BBQ — Evaluating Memorization & Performance of Pythia-12B

This repository contains scripts to evaluate memorization and performance of Pythia-12B models across different quantization modes (FP16 baseline, Int8, NF4, FP4). The main goals are to measure how strongly models memorize training content (e.g., produce exact token sequences) and to quantify how quantization affects accuracy, runtime, and memory usage.

Project structure

download_scripts/ — Helper scripts to download models, datasets, and to install the evaluation framework.
quantization_scripts/ — Script to create quantized model variants (nf4bit, fp4bit, 8bit).
test_memorization/ — Core scripts for memorization experiments (e.g., k32_memorization_eval.py, multi_k_memorization_eval.py).
test_performance/ — Wrapper to run tasks with lm-evaluation-harness (run_eval.py).
plots/plotting_scripts/ — Analysis and visualization scripts (e.g., visualize_memorization_experiment.py).
data/ — Result data (split into mem_eval_results/ and perf_eval_results/, each with deduped/ and duped/).
models/ — Downloaded models and their quantized versions.
main_scripts/ — Convenience scripts for full workflows (run_all_evals.sh, run_all_mem_evals.sh, run_all_perf_evals.sh).

What & Why (Motivation)

Measure to what extent large language models memorize training data and how performance changes with different context lengths k.
Compare quantization modes (Int8, NF4, FP4) to assess their effect on memorization, runtime, and VRAM — important for resource-constrained deployments.
Produce reproducible results (JSONL) and figures that make interpretation straightforward.

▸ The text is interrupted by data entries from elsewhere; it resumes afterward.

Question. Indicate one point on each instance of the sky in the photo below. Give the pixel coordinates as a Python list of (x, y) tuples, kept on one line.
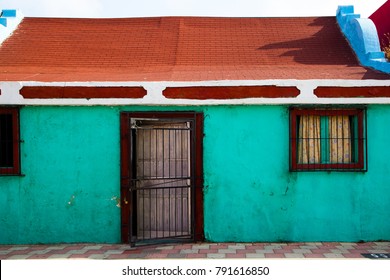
[(146, 8)]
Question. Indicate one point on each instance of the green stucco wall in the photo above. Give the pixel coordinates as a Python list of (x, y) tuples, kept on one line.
[(70, 188)]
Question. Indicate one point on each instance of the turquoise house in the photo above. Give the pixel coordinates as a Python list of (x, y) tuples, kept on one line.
[(141, 130)]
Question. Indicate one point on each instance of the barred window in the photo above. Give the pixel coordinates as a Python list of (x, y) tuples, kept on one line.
[(328, 139), (9, 141)]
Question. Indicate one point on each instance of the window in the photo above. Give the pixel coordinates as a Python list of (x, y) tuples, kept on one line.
[(9, 141), (328, 139)]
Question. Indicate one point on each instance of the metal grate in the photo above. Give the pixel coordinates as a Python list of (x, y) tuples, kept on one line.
[(6, 141), (328, 139), (162, 181)]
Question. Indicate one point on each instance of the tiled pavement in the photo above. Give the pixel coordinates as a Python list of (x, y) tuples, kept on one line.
[(195, 250)]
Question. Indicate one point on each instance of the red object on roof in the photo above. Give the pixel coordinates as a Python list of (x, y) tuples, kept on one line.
[(381, 19), (179, 49)]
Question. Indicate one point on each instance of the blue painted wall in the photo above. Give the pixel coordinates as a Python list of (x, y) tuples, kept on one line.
[(70, 191)]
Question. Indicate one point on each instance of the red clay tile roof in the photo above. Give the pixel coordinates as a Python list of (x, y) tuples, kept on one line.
[(179, 49)]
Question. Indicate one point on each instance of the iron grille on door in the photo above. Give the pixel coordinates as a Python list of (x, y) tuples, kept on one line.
[(162, 181), (160, 190)]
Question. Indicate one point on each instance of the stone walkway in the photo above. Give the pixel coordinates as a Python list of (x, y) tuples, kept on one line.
[(198, 250)]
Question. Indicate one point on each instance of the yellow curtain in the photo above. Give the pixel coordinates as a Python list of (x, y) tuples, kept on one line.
[(340, 139), (309, 142)]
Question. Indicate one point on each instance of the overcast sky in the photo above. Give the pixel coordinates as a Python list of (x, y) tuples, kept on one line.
[(143, 8)]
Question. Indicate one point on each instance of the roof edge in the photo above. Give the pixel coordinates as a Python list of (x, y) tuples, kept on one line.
[(362, 36), (9, 21)]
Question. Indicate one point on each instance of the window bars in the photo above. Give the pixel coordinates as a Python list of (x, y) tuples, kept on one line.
[(328, 139)]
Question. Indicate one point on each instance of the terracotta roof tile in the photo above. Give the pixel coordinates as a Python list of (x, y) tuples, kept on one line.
[(179, 48)]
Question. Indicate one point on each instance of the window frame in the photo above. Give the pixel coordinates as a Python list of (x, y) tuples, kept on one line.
[(15, 169), (361, 160)]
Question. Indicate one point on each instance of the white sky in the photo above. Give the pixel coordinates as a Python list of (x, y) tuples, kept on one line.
[(142, 8)]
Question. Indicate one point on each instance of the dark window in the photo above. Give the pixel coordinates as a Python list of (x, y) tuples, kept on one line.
[(328, 139), (9, 141)]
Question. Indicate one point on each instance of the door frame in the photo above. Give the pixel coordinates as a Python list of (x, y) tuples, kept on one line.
[(126, 167)]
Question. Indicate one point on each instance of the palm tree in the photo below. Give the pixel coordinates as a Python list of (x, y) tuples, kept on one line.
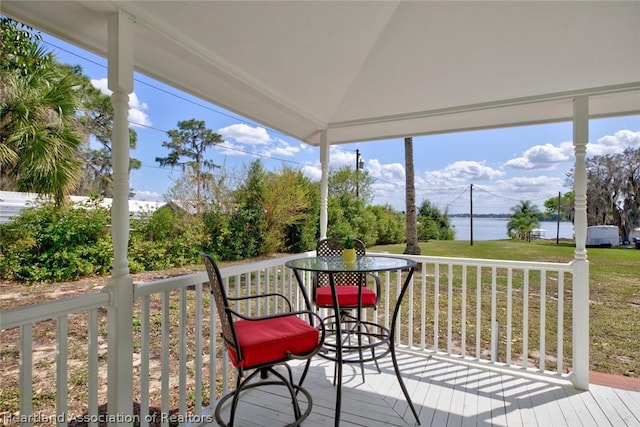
[(412, 227), (523, 220), (39, 141)]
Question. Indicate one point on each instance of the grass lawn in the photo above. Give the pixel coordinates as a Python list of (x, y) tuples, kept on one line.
[(614, 278)]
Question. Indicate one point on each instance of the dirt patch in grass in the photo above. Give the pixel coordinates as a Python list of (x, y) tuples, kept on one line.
[(15, 295)]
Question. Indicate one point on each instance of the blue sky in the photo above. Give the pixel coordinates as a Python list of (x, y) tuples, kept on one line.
[(505, 166)]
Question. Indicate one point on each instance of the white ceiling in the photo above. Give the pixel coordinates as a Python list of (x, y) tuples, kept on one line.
[(374, 70)]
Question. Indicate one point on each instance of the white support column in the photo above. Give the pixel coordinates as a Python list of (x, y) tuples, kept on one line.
[(581, 264), (120, 286), (324, 184)]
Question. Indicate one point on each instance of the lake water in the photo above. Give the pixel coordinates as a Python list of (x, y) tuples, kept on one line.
[(496, 228)]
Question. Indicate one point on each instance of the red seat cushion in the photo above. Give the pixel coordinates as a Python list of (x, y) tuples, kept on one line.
[(347, 296), (267, 340)]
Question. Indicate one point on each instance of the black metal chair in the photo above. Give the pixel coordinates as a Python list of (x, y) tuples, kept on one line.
[(261, 343), (354, 292)]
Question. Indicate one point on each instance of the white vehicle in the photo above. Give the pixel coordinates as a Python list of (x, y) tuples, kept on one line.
[(603, 236)]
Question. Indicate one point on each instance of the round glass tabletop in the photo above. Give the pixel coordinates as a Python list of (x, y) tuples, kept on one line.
[(363, 263)]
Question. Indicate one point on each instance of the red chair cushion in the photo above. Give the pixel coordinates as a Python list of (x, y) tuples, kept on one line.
[(347, 296), (267, 340)]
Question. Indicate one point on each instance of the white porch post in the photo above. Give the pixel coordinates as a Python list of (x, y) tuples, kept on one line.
[(324, 184), (581, 265), (120, 286)]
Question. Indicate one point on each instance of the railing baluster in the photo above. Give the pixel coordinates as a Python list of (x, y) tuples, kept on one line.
[(525, 319), (509, 313), (494, 292), (463, 314), (436, 307), (26, 372), (144, 359), (423, 307), (272, 276), (92, 352), (182, 351), (165, 356), (409, 314), (62, 353), (198, 348), (543, 313), (560, 350), (478, 310)]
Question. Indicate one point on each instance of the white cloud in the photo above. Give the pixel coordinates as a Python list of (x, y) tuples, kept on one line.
[(461, 171), (137, 109), (281, 147), (148, 196), (312, 172), (339, 158), (393, 172), (614, 144), (545, 156), (244, 134), (522, 186)]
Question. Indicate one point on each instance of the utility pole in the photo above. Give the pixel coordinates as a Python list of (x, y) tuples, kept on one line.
[(359, 165), (558, 223), (471, 213)]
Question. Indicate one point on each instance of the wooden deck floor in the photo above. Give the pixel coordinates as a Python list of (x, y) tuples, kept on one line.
[(444, 394)]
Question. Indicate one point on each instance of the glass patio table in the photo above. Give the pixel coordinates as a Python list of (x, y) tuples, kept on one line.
[(376, 334)]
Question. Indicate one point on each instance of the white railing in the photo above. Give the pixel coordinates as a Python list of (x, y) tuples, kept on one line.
[(484, 311)]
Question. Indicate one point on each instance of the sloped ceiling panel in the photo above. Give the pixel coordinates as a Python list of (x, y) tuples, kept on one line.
[(372, 70)]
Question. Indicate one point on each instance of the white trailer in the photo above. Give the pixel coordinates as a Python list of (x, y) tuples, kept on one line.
[(603, 236)]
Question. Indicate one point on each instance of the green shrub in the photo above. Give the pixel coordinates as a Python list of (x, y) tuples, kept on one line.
[(48, 243)]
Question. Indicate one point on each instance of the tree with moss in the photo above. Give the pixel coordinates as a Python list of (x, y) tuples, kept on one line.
[(523, 220), (188, 145)]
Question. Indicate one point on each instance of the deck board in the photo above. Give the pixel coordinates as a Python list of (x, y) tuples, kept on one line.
[(445, 393)]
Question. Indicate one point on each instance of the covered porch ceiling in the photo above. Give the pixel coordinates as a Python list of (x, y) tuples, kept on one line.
[(374, 70)]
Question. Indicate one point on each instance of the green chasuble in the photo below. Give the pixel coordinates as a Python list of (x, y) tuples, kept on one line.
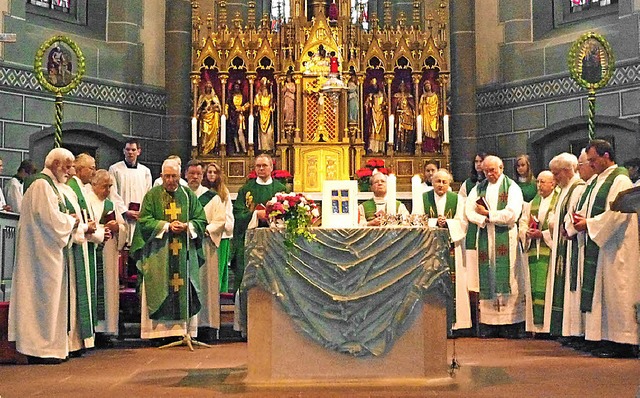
[(250, 195), (472, 229), (494, 279), (557, 306), (591, 250), (79, 256), (99, 286), (539, 257), (163, 262)]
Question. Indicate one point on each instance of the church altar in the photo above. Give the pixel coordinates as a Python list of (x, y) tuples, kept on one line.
[(354, 305), (321, 87)]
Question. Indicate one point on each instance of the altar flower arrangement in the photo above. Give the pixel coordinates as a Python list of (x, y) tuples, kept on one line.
[(296, 212), (363, 174), (281, 175)]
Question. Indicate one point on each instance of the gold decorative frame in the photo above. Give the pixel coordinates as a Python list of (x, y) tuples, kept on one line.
[(39, 69)]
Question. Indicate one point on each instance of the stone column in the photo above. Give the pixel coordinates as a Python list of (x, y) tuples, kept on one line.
[(463, 122), (177, 68)]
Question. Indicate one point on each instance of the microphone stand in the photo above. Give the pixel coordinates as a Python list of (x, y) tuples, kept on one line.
[(186, 338)]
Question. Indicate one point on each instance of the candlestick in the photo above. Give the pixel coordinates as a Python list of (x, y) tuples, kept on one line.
[(391, 194), (445, 125), (417, 205), (194, 131), (250, 141), (223, 130)]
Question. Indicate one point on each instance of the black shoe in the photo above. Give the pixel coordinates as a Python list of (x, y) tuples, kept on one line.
[(77, 354), (615, 350), (486, 331), (103, 341), (512, 331), (43, 361)]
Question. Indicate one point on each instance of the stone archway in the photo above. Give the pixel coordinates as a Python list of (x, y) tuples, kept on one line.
[(571, 135), (102, 143)]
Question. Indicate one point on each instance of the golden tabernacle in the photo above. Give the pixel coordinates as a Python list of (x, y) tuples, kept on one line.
[(322, 86)]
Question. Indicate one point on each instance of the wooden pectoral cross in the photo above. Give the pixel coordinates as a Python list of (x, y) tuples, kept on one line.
[(7, 37), (176, 282), (497, 304), (175, 246), (173, 211)]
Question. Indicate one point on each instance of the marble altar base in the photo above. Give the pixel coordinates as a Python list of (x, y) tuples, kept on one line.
[(279, 355)]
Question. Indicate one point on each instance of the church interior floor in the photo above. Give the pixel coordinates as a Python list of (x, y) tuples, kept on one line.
[(488, 368)]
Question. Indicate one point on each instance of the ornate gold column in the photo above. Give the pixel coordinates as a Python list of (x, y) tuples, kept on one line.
[(251, 76), (297, 77), (388, 78), (416, 76)]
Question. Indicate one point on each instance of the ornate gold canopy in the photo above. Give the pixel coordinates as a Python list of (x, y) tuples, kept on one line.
[(321, 91)]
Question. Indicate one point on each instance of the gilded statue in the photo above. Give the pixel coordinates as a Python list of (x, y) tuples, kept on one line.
[(264, 106), (209, 117), (429, 109), (376, 105), (237, 118), (289, 106), (353, 100), (405, 117)]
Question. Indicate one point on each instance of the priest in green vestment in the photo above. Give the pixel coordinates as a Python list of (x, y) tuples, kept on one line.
[(495, 206), (370, 211), (167, 247), (445, 209), (536, 238), (248, 210)]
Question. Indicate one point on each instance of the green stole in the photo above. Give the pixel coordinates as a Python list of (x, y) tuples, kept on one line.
[(99, 286), (539, 260), (557, 305), (494, 279), (78, 257), (369, 207), (472, 229), (592, 250), (450, 207)]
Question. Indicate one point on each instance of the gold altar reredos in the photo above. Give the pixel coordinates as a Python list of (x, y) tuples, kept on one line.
[(319, 91)]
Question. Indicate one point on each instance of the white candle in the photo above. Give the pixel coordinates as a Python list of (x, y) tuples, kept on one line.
[(391, 194), (223, 130), (194, 131), (417, 205), (445, 126), (250, 129)]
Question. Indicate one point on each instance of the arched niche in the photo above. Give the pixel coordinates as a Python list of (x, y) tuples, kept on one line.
[(104, 144), (571, 135)]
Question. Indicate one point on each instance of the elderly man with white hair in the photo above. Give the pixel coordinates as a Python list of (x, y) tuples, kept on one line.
[(113, 233), (536, 238), (495, 206), (566, 318), (371, 211), (446, 210), (167, 246), (40, 308)]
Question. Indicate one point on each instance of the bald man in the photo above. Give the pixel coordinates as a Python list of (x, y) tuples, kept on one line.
[(536, 237), (495, 206)]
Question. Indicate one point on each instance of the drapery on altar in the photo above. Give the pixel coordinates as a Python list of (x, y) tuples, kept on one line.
[(354, 291)]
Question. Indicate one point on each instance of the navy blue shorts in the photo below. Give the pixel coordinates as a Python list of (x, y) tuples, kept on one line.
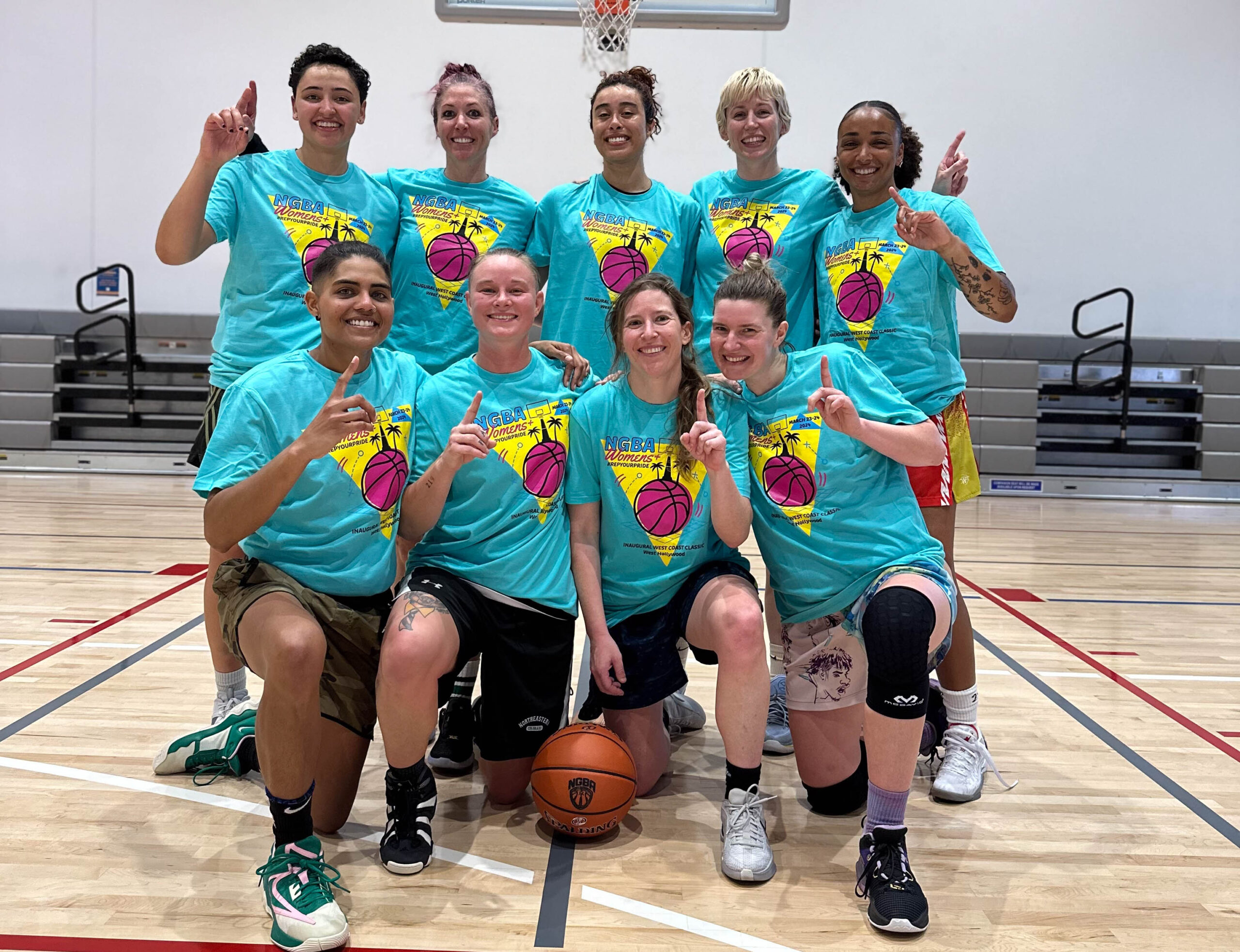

Key scripts & what they do

1) Downloading & Setup

download_scripts/download_pythia12b.py — Download a specific revision of Pythia-12B (e.g., step143000) into models/.
download_scripts/download_pythia-memorized-evals.py — Download the pythia-memorized-evals dataset (cached under test_memorization/).
download_scripts/download_and_install_lm-evaluation-harness.py — Clone and install lm-evaluation-harness and necessary backends (HF, vLLM, bitsandbytes).

Why? These scripts automate setup (models, datasets, evaluation tooling) so experiments are repeatable.

2) Quantization

quantization_scripts/quantize_pythia12b.py — Create quantized model variants (nf4bit, fp4bit, 8bit) and save them as new directories in models/.

Why? To observe how 4-bit and 8-bit quantization affects memorization, runtime, and resource consumption.

Note: Quantization is a required step for this project — the evaluation workflows expect quantized variants to exist and will compare them to the FP16 baseline.

3) Memorization Evaluation

test_memorization/k32_memorization_eval.py — Evaluate a fixed context length k (default: 32), measure token accuracy, exact matches, successive-correct tokens, runtime, and VRAM; results are saved as JSONL under data/mem_eval_results/{deduped|duped}/.
test_memorization/multi_k_memorization_eval.py — Run evaluations across multiple k values (e.g., 4..48) and support both start_of_sequence and end_of_sequence contexts.

Important arguments (examples):

--model_list <model1> <model2> ...
--k / --start_k / --end_k
--device cuda:0
--number_of_tests N
--eval_token_count M
--save_results

Why? To analyze how the number of context tokens (k) influences the probability that a model reproduces target tokens exactly.

4) Performance Evaluation

test_performance/run_eval.py — Wrapper around lm_eval (lm-evaluation-harness). Runs benchmarks across tasks (ARC, MMLU, GSM8K, etc.) and stores outputs in data/perf_eval_results/.

Note: Batch size is auto-selected, but for 8-bit models it is conservatively set to 7 to avoid OOM.

5) Plotting & Visualization

plots/plotting_scripts/visualize_memorization_experiment.py — Generates performance, efficiency, variability, and relative-difference plots from JSONL results.
plots/plotting_scripts/k32_6000_mem_eval.py — Focused visualization for K=32 with 6000 tests (paper-style plots).
plots/plotting_scripts/merged_visualize_memorization_experiment.py — Compare start- vs end-of-sequence results with overlay plots.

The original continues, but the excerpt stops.